I founded Festka together with my friend Ondrej Novotný in 2010. From the very beginning we wanted to make bikes for the most demanding clientele. We believe that every rider is different in mind and body, and deserves an original bike that is technologically up to scratch and will serve its rider well. I don’t think our mission has changed. It still may as time goes on. But, the products have, and they’ve gradually gotten better and better at fulfilling our mission.
The name “Festka” means what exactly?
Festka is a Czech cyclist slang expression for a track bike or a fixie. I used to ride on the track where the word was used all the time, although most mortals wouldn’t know what it meant. I never wanted to have my name on our frames, because there is the work of so many people behind every frame that it wouldn’t feel right. When I started thinking about the name for our bikes, I thought of Festka, and when I saw that the .com domain for it was free, I decided to go with it. It’s not about the name. It’s what’s behind it that’s important.
What is the Festka company comprised of in terms of location and employees?
We do almost everything in Prague—frame production, sales, R&D, management, bike fitting, graphic design.
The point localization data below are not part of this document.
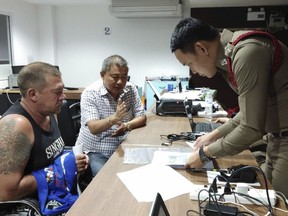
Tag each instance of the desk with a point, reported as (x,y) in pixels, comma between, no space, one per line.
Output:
(106,195)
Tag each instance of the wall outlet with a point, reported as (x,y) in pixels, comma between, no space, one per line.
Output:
(259,194)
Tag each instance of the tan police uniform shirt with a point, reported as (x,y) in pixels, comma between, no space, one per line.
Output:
(263,98)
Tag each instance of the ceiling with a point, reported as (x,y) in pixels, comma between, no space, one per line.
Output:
(64,2)
(206,3)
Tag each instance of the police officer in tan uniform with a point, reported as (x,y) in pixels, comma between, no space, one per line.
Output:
(257,69)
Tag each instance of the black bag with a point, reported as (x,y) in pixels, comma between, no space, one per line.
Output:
(24,207)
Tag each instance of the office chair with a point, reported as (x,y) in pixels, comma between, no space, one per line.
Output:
(69,122)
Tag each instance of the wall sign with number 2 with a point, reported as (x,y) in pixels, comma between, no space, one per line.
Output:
(107,31)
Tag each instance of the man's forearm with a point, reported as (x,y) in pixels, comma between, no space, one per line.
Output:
(27,186)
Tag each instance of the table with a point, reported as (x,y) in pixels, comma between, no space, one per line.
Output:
(106,195)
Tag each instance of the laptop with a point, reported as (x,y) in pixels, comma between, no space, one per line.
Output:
(158,207)
(198,127)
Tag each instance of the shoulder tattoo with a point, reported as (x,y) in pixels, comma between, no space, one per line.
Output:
(15,148)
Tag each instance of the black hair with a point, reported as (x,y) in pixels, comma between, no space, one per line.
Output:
(190,30)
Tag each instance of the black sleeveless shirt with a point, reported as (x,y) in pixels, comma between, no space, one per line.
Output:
(47,145)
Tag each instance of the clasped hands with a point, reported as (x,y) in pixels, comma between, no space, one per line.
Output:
(120,113)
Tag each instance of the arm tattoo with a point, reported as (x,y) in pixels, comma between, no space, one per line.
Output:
(15,149)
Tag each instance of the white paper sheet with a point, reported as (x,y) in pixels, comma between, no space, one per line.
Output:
(144,182)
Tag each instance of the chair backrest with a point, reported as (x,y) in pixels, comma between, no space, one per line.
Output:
(67,123)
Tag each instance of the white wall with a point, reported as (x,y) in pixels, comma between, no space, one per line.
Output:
(24,30)
(73,38)
(82,44)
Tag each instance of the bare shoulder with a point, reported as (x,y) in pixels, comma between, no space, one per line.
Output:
(16,138)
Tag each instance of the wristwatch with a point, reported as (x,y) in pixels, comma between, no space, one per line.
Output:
(128,126)
(203,157)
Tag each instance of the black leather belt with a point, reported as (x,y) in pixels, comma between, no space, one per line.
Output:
(280,134)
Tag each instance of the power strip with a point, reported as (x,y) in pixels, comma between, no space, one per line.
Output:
(259,194)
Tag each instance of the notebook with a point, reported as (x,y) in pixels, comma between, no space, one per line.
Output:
(158,207)
(198,127)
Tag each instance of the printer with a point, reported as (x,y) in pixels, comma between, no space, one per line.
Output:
(170,107)
(172,103)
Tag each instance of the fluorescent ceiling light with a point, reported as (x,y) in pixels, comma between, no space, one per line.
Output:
(147,11)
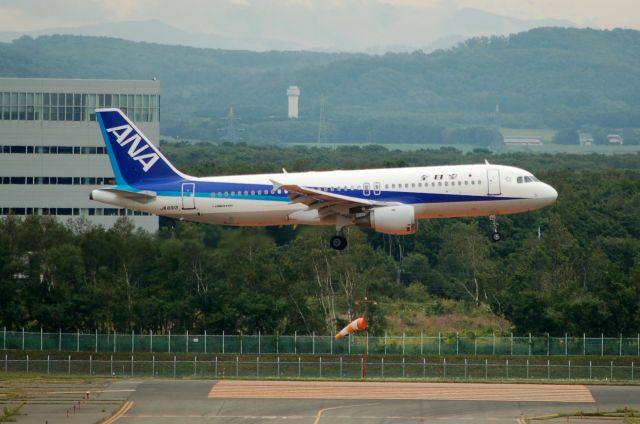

The only part of the process outside of Prague is the paint shop, which operates as a separate entity. Our employees are Czech nationals coming from all over the country. The only exception is our Czech-Italian CEO.
Festka currently employs 20 people, sells bikes/frames through the chain of dealers/stores in Europe, Asia, America and Australia.
How would you describe the cycling scene in Prague?
Prague has an interesting cycling scene. It’s not your typical metropolis of 1.5 million inhabitants. There have always been bike builders doing good work. Although Prague is not ideal for city cycling due to its hilly profile and center composed of narrow streets with tram tracks and huge cobblestones, people ride their bikes around town. We have an interesting used bike scene similar to what you’d find in Berlin. There are an equal number of roadies and mountain bikers. You can give your enduro bike a spin a mere 30 minutes away. We have two velodromes, and only a 1 1/2-hour ride in any direction will get you to the mountains. I personally don’t miss anything here.
What was your reaction to attending NAHBS?
The first show we attended was in 2012 in Sacramento. We arrived with great admiration for the brands, such as Speedwagen, Parlee, Cherubim, nevertheless. With great respect for American brands, I am more influenced by European frame makers. Some brands influence and inspire us with their products, others with their approach to the customer or the way they go about their business. I have a lot of respect for anyone who has managed to develop custom frame-making into a sustainable business. The brand Saffron is probably my favorite European micro-brand. And, I’m always inspired by Colnago, the brand I used to ride in my racing days.
Is there a most popular frame material/model over the years?
The carbon model Scalatore accounts for 60 percent of our sales. It’s been holding this position for four years, which makes us very happy because it’s our top-of-the-range model.
And what about the paint schemes. Where do they all come from?
Except for a few co-ops, they all originate in-house. Tom Hnida, our art director, is a founding member of the company. All the Festka design schemes we’ve ever made are his work.
How many frames are produced each year, and is there an overall Festka design principle?
We now make some 300 frames a year, but if it hadn’t been for the pandemic, we would have increased this number last year. We’re currently building a new paint shop and work towards increasing the production capacity. Festka frames have been conceived with future automation in mind. We like to combine the work of humans and robots and want to continue that way. We will always use artisans for the kind of work robots can’t do.